I am in full denial mode. Mr C is going to be fine – for the next couple of years – IF – BIG IF – he does the radiation thing. Denial is good.
One of Carlton’s friends dropped off 3 baked sweet potatoes this morning. A very unusual – but tasty – get well remembrance. The sweet potato is a folk remedy for asthma, bug bites, burns, catarrh, ciguatera, convalescence, diarrhea, dyslactea, fever, nausea, renosis, splenosis, stomach distress, tumors, and whitlows (Duke, J.A. and Wain, K.K. 1981. Medicinal plants of the world).
Think I need some major retail therapy. Possibilities:
Smartphone.
iPad Mini.
Used Fujifilm X100.
I could have a Nexus smartphone and an iPad mini for the cost of a used X100. But, I sort of like all of the lovely Apple-ish togetherness business. OTOH – I like my gmail. New iPads tomorrow. New Nexus phones soon. And, I don’t exactly need another camera – especially a quirky fixed length one.

The sweet potato also is popular in The South Beach diet because it doesn’t spike blood sugar during digestion like regular potato. Unless it has brown sugar on it which sadly is my preference from childhood.
Best wishes Carlton – feel good. I always think of us in line for pay checks at the bank. Despite having a hefty retirement account on the side I still live darn close to pay check to pay check on my salary. Which made the shut down a little annoying (thankfully it was over fast) as my ‘safety pad’ is nowhere near 3 months.
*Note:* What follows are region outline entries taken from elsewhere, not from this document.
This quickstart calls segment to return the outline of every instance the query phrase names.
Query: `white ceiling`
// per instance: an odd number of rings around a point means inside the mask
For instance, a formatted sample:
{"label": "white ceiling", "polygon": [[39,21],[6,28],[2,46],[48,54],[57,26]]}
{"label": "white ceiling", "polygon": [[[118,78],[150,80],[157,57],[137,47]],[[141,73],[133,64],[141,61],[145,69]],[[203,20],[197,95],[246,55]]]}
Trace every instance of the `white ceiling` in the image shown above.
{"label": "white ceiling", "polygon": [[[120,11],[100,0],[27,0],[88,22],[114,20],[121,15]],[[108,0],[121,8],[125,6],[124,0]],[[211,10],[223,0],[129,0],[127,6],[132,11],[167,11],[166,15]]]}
Ha – so much for living wiser in my fifties, more like I’m still in my twenties – just with teenagers and an ex.
Dave
Quick PS – You know most of an Ipad (can’t remeber if you’ve had one) from your IPod touch. If you haven’t played with Android yet I’d say that will hold the most ‘new’ excitement.
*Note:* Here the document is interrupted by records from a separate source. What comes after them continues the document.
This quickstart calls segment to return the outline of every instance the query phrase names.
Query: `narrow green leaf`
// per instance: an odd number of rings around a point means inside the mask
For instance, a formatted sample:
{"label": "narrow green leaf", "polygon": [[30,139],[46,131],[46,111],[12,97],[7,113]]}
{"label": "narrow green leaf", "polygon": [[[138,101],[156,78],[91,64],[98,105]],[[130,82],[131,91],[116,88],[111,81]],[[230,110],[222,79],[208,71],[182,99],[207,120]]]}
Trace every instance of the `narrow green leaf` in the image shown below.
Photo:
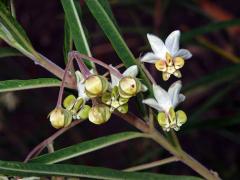
{"label": "narrow green leaf", "polygon": [[108,16],[111,18],[112,22],[114,23],[115,27],[119,29],[118,25],[117,25],[117,21],[113,15],[113,12],[111,10],[111,6],[109,4],[108,0],[99,0],[99,3],[101,4],[101,6],[103,7],[103,9],[106,11],[106,13],[108,14]]}
{"label": "narrow green leaf", "polygon": [[199,35],[218,31],[218,30],[225,29],[225,28],[228,28],[231,26],[239,26],[239,25],[240,25],[240,19],[232,19],[232,20],[227,20],[227,21],[211,23],[206,26],[196,28],[189,32],[183,33],[182,37],[181,37],[181,41],[186,42],[186,41],[189,41]]}
{"label": "narrow green leaf", "polygon": [[0,48],[0,58],[10,57],[10,56],[22,56],[22,53],[10,47]]}
{"label": "narrow green leaf", "polygon": [[33,48],[26,32],[17,22],[17,20],[7,10],[6,6],[0,1],[0,26],[4,26],[11,34],[14,40],[23,47],[23,49],[32,52]]}
{"label": "narrow green leaf", "polygon": [[29,80],[5,80],[0,81],[0,92],[19,91],[44,87],[56,87],[60,85],[58,79],[38,78]]}
{"label": "narrow green leaf", "polygon": [[64,19],[64,41],[63,41],[63,56],[64,56],[65,64],[67,64],[68,53],[72,50],[72,48],[73,48],[72,35],[69,29],[67,18],[65,18]]}
{"label": "narrow green leaf", "polygon": [[144,83],[152,93],[152,85],[149,82],[147,76],[145,75],[144,71],[141,68],[140,61],[136,60],[132,54],[132,52],[127,47],[126,43],[124,42],[122,36],[120,35],[118,29],[112,22],[111,18],[104,10],[102,5],[99,3],[98,0],[95,1],[85,1],[89,10],[91,11],[92,15],[97,20],[99,26],[104,31],[105,35],[108,37],[109,41],[111,42],[113,48],[115,49],[116,53],[118,54],[119,58],[122,60],[126,67],[131,65],[138,65],[140,76],[144,80]]}
{"label": "narrow green leaf", "polygon": [[98,149],[102,149],[113,144],[144,136],[146,137],[146,135],[137,132],[123,132],[104,136],[97,139],[84,141],[80,144],[69,146],[67,148],[60,149],[50,154],[36,157],[35,159],[31,160],[31,162],[46,164],[57,163],[83,154],[87,154],[89,152],[96,151]]}
{"label": "narrow green leaf", "polygon": [[123,172],[102,167],[69,164],[45,165],[38,163],[18,163],[0,161],[0,174],[10,176],[67,176],[92,179],[128,180],[200,180],[193,176],[175,176],[154,173]]}
{"label": "narrow green leaf", "polygon": [[[82,54],[91,56],[87,38],[84,33],[74,0],[61,0],[61,3],[65,12],[65,16],[67,18],[68,25],[70,27],[76,49]],[[88,67],[94,67],[92,62],[85,61],[85,64]]]}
Well, Dave – I always said I didn’t need or want an iPad. They really are just big iPod’s. But, at my volunteer job, I injected 3 iPad Mini’s into our workflow – and did some beta testing of the apps for our software vendor. I sort of fell in techno lust with the little things.
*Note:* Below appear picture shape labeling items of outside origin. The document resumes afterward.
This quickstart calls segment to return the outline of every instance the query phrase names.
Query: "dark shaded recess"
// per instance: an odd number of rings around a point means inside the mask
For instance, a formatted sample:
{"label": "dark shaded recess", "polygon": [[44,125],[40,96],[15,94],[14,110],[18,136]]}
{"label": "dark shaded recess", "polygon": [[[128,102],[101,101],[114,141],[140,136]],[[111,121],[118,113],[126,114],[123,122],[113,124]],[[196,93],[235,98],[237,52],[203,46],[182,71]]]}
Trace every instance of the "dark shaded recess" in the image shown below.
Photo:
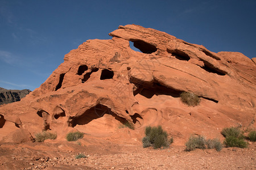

One of the biggest problems I had was getting the nurses to remember to plug them in when they went home in the afternoon. (I try to leave at noon.) Finally, I picked the least techno savvy nurse – I told her that these iPad Mini’s were premature iPads and she had to plug them into “life support” every night. And she had to be sure that “life support” was working. Which is to say – the power strip had to be turned on. Or the little iPads would die during the night. Since – every morning when I come in – the little iPads are all lined up – and charged up – hooked up the iPad “life support” system.